Clinical instructor St. Vincent Hospital, College of Medicine, The Catholic University of Korea
Introduction: Clonal isotype switch (CIS) results in emergence of new oligoclonal immunoglobin bands that are different from the original bands identified at the time of diagnosis. CIS has been reported in patients with multiple myeloma (MM) who received a high dose melphalan chemotherapy followed by autologous stem cell transplantation (ASCT). However, clinical relevance of CIS after ASCT is still unclear.
Methods: The retrospective analysis included 82 patients with MM who had undergone ASCT. 27 patients (38%) received a vincristine, doxorubicin and dexamethasone (VAD) as an induction treatment (IT), while 54 patients (62%) were initially treated with the bortezomib-containing IT. A CIS was observed in 26 patients (31%) of the 82 patients with a higher prevalence with the use of novel agents versus VAD in induction (40% vs. 15%; P=0.061).

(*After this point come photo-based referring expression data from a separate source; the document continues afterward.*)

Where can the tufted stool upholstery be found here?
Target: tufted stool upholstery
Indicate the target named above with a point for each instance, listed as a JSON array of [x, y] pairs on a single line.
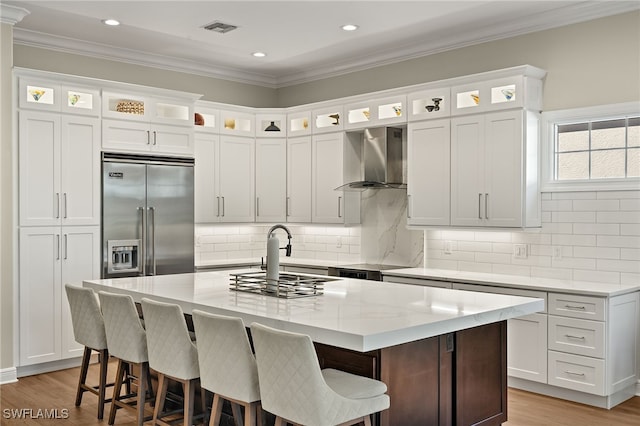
[[88, 330], [227, 366], [172, 354], [293, 387], [127, 341]]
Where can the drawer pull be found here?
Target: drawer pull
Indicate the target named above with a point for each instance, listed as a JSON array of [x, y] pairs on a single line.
[[569, 336], [575, 308]]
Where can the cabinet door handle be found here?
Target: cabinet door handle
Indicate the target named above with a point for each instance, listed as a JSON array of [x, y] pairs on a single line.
[[575, 308], [569, 336], [486, 208], [143, 251]]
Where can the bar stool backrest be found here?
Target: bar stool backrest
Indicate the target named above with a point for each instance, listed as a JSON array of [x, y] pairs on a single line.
[[126, 337], [227, 364], [171, 350], [88, 324]]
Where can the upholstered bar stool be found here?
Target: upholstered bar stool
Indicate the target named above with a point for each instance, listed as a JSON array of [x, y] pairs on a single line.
[[127, 341], [88, 330], [172, 354], [296, 390], [227, 366]]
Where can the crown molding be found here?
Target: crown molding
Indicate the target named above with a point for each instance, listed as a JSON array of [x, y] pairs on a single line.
[[12, 14], [567, 15]]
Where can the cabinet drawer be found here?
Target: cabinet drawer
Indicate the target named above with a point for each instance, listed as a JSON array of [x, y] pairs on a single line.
[[571, 305], [504, 290], [415, 281], [576, 372], [577, 336]]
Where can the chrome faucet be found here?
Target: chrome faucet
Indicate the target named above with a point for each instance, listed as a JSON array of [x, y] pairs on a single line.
[[273, 256]]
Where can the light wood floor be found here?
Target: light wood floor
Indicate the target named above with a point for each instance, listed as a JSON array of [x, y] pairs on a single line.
[[57, 391]]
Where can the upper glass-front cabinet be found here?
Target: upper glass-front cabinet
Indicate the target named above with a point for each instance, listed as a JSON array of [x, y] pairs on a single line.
[[375, 112], [328, 119], [49, 96], [504, 93], [429, 104]]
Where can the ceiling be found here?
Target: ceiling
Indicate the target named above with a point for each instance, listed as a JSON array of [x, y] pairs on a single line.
[[303, 40]]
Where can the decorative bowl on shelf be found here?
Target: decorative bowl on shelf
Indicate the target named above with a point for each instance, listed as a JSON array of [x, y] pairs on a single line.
[[36, 94], [130, 107], [508, 93]]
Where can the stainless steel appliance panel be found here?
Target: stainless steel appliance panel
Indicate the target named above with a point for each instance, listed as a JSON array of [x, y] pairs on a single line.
[[170, 235], [123, 204]]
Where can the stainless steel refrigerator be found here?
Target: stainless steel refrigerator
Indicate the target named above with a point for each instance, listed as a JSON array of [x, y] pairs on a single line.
[[147, 215]]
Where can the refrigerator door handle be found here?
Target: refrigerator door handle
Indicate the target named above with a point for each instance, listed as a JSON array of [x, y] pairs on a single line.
[[152, 210], [143, 252]]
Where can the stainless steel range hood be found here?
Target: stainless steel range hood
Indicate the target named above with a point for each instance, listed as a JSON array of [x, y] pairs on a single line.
[[382, 165]]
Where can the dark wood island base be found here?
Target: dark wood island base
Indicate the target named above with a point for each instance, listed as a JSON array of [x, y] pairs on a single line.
[[458, 378]]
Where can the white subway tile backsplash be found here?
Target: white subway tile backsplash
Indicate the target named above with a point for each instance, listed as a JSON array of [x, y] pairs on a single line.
[[574, 217], [596, 229], [619, 217], [596, 205]]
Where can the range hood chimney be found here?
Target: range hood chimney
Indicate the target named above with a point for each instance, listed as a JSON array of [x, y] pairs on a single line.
[[382, 161]]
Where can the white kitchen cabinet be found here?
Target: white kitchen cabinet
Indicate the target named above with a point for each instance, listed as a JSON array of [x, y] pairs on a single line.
[[298, 201], [331, 154], [428, 172], [224, 178], [59, 159], [50, 257], [271, 180], [494, 170], [146, 138]]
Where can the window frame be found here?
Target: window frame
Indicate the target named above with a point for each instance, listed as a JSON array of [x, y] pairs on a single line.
[[569, 116]]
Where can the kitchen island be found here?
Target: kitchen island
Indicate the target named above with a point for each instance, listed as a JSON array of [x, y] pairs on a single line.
[[441, 352]]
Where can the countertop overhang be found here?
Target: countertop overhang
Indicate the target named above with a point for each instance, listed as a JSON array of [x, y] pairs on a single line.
[[353, 314]]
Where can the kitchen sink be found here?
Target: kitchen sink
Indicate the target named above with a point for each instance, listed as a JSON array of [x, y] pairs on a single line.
[[288, 285]]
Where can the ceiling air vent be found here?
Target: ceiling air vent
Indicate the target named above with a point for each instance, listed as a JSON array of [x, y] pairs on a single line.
[[220, 27]]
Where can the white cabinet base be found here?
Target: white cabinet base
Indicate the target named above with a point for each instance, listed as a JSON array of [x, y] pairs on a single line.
[[607, 402]]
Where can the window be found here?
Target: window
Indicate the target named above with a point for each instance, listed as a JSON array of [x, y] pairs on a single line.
[[593, 148]]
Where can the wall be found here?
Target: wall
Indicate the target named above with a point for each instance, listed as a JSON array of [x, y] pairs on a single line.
[[6, 199], [212, 89], [334, 243], [591, 63], [597, 233]]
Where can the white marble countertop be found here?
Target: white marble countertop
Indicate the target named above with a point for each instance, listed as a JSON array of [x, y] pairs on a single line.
[[516, 281], [353, 314]]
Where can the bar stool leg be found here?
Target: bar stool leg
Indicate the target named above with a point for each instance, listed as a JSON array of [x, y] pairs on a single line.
[[86, 356], [117, 390], [104, 361]]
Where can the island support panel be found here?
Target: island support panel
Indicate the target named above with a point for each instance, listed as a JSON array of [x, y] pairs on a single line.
[[454, 379]]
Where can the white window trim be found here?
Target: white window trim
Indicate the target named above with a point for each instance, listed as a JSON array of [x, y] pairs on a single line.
[[603, 112]]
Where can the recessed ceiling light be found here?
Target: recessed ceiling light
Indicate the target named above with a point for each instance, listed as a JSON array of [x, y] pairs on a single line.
[[111, 22]]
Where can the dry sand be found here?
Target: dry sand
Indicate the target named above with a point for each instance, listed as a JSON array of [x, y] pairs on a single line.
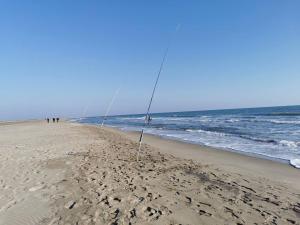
[[68, 173]]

Results: In prognostic terms, revised international scoring system (R-ISS) and post-ASCT CIS status remained at a significant predictor in OS and PFS in the multivariate analysis. Interestingly, patients with CIS after ASCT had a significantly longer 10-year overall survival (OS; with CIS vs. without CIS; 56% vs. 25%, respectively; p=0.002) and 10-year progression-free survival (PFS; with CIS vs. without CIS; 52% vs. 32%, respectively; p=0.02). Among 26 patients with CIS, 11 patients had only one monoclonal band and 15 patients had developed oligoclonal bands (>2 monoclonal bands) throughout the post-ASCT follow-up period. Oligoclonal CIS was observed about 18% of patients in total 82 patients. Interestingly, the estimated 10-year OS and PFS of CIS patients with oligoclonal bands were 75.0% and 68.6%, respectively.
Conclusions: CIS after ASCT is a favorable prognostic indicator based on its positive correlation with OS and PFS after transplantation in patients with MM. In addition, a higher frequency of CIS after ASCT was associated with the bortezomib-containing IT. The use of bortezomib-containing IT may contribute to a higher anti-tumor effect or a stronger immune reconstitution.